BMW will mit 'AlphaCity' ein Wörtchen am Carsharing-Markt für Firmen mitreden (Bild: ehrenberg-bilder - Fotolia.com).

Barcelona (DJ/ilk). “Das wird das erste Leasing-basierte Carsharing-System”, sagte Christian Steiner, Leiter von Mobility Services bei BMW. Das Projekt spiegele einen neuen Trend im Verhalten der Kunden. Gerade jüngere Kunden möchten nicht unbedingt ein Auto besitzen, aber sie wollen sich ein Auto mieten, wenn sie es brauchen. Derzeit betreibt BMW in Deutschland, Frankreich und Großbritannien schon eine Versuchsflotte von 60 bis 70 Autos. Einen Start auch in den USA und China sieht BMW schon “am Horizont”, hier existiere aber noch kein Zeitrahmen. Das erwartete Marktvolumen wollte Steiner nicht nennen. Die Frage, ob eine Ausweitung des Programms außerhalb Europas mit Übernahmen verbunden sei, wollte ein Unternehmenssprecher nicht kommentieren. Innerhalb der nächsten sechs Wochen werde BMW “sechs große, prominente Unternehmen” benennen, die mit ihren Flotten am Carsharing-Programm teilnehmen, sagte Steiner.

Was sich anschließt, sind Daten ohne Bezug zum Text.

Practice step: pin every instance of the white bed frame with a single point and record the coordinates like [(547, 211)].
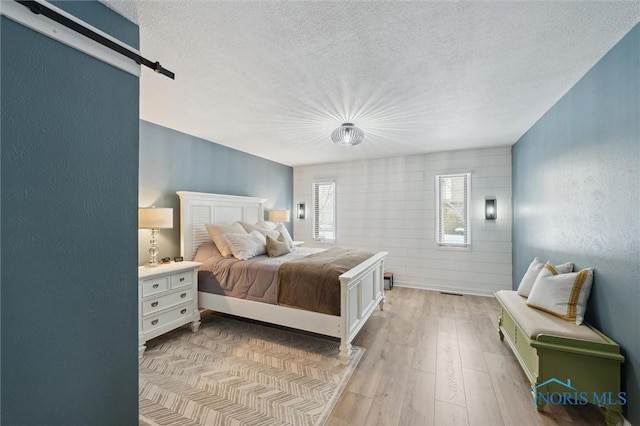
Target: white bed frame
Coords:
[(362, 288)]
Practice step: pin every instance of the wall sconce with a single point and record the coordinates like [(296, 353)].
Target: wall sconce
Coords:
[(490, 209), (301, 211), (279, 216)]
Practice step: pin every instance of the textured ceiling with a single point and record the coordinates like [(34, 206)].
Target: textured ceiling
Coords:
[(275, 78)]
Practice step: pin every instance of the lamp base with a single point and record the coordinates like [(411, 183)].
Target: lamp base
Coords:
[(153, 250)]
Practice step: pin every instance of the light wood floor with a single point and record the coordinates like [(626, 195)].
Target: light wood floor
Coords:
[(435, 359)]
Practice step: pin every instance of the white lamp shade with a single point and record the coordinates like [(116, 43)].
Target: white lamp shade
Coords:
[(279, 215), (155, 218)]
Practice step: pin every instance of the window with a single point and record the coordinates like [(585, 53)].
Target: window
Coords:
[(452, 210), (324, 211)]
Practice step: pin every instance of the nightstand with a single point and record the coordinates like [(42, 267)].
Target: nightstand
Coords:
[(167, 299)]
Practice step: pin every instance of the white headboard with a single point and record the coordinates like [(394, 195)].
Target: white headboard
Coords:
[(199, 208)]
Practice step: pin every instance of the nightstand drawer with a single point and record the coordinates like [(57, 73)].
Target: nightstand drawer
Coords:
[(155, 285), (161, 302), (166, 318), (182, 279)]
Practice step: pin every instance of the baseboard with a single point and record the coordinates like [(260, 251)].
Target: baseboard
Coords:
[(433, 287)]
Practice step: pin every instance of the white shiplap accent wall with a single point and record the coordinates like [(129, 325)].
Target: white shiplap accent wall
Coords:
[(389, 204)]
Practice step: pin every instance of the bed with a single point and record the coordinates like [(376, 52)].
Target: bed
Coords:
[(361, 287)]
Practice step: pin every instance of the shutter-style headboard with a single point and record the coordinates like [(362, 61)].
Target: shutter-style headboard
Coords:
[(199, 208)]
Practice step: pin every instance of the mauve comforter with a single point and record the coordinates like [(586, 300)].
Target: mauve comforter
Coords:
[(252, 279)]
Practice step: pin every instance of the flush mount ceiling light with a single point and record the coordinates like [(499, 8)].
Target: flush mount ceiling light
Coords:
[(347, 135)]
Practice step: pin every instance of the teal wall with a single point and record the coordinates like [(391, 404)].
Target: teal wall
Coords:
[(172, 161), (576, 196), (69, 182)]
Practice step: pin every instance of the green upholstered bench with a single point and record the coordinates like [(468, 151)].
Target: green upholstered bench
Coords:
[(565, 362)]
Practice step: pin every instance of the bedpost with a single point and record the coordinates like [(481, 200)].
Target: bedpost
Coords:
[(345, 338), (381, 283)]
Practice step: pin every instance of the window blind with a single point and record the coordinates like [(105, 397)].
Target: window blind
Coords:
[(452, 210), (324, 211)]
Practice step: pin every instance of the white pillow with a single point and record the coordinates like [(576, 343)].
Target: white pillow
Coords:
[(285, 234), (267, 225), (270, 232), (563, 295), (217, 231), (529, 278), (246, 246)]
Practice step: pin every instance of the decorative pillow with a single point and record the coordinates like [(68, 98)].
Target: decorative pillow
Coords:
[(563, 295), (217, 231), (206, 250), (246, 246), (283, 231), (270, 232), (529, 278), (267, 225), (277, 247)]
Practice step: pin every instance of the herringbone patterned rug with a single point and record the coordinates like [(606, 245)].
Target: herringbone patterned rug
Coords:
[(234, 372)]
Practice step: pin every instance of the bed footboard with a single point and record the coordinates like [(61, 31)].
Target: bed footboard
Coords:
[(361, 290)]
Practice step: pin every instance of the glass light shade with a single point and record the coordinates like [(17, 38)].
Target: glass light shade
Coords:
[(155, 218), (279, 215), (347, 135), (490, 209)]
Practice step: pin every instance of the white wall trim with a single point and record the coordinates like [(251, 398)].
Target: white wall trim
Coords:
[(22, 15), (433, 287)]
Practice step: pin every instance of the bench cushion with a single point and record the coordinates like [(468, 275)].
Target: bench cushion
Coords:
[(535, 322)]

BMW erwartet von dem neuen Geschäft zusätzlichen Umsatz, da Unternehmensfuhrparks sich traditionell auf Massen-Marken, nicht auf Premium-Marken konzentrieren. Das “Alphacity”-Programm sei komplementär zu dem Autovermietungsgeschäft namens “Drive Now”, das BMW gemeinsam mit Sixt in Berlin und München betreibt und sich an Privatkunden richtet.

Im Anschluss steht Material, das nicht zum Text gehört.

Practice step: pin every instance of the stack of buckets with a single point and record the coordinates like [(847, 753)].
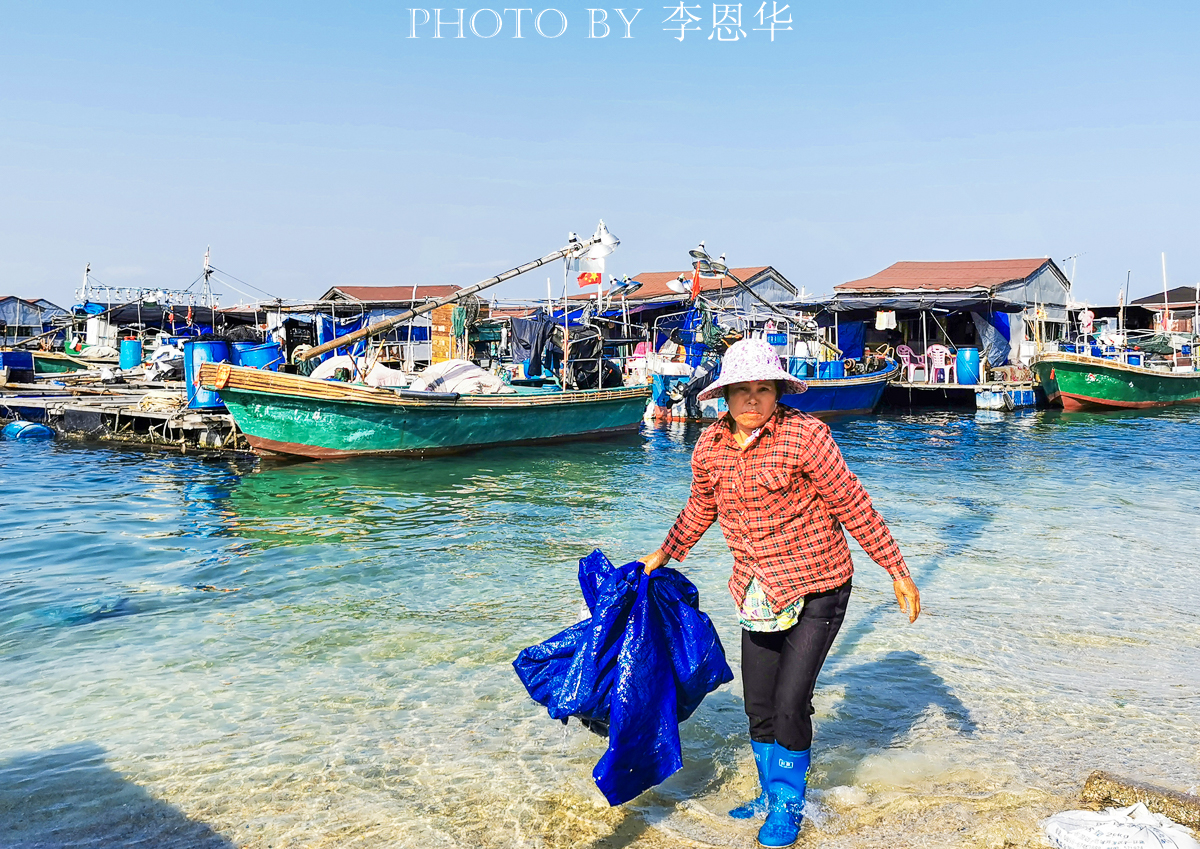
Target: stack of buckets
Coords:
[(251, 354)]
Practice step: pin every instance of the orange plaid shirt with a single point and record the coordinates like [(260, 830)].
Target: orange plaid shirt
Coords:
[(781, 504)]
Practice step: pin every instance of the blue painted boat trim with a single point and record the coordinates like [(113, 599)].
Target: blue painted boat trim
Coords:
[(859, 393)]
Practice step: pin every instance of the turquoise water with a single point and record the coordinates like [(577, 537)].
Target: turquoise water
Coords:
[(204, 654)]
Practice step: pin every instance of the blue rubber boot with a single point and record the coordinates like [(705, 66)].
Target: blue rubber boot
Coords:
[(786, 782), (757, 807)]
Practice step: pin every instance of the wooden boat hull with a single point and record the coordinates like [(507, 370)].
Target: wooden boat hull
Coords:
[(843, 396), (1079, 383), (285, 414), (52, 362)]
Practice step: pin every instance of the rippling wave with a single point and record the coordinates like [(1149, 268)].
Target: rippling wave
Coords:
[(213, 654)]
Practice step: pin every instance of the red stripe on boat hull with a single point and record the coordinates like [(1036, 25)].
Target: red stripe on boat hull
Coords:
[(271, 447), (1074, 403)]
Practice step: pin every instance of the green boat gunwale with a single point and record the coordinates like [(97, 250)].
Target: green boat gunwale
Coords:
[(1111, 384), (295, 386)]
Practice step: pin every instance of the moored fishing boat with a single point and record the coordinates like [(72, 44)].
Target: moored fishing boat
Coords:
[(291, 415), (844, 396), (1079, 381)]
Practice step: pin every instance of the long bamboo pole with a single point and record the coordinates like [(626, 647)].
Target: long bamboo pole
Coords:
[(573, 250)]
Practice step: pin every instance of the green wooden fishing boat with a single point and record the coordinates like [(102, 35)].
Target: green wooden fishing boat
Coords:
[(288, 415), (1078, 383)]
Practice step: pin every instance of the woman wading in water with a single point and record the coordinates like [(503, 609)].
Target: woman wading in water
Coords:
[(778, 485)]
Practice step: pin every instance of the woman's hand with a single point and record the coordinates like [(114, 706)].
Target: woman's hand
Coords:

“Alphacity” nimmt einen Aufschlag von 15% auf die Leasingrate eines Autos. Durch bessere und flexiblere Nutzung durch mehrere Kunden sollen die Kosten aber letztlich geringer ausfallen als die Leasingrate. Gebucht werden kann ein Auto mit Hilfe einer Online-Registrierung. Nach erfolgreicher Registrierung erhalten die Kunden per RFID-Chip Zugang zum Auto, ein Schlüssel wird nicht gebraucht. Ein Smartphone-App gibt dem Betreiber der Flotte einen Überblick über die einzelnen Autos. Im September hatte BMWs Flottenmanagement Alphabet das Leasinggeschäft der niederländischen Bank ING für 637 Mio Euro übernommen, um einen der fünf größten Autofinanzierungsgesellschaften Europas zu formen und den Weg für das AlphaCity-Projekt zu ebnen. Das Geschäft hat mehr als 460.000 Autos in 18 Ländern unter Vertrag.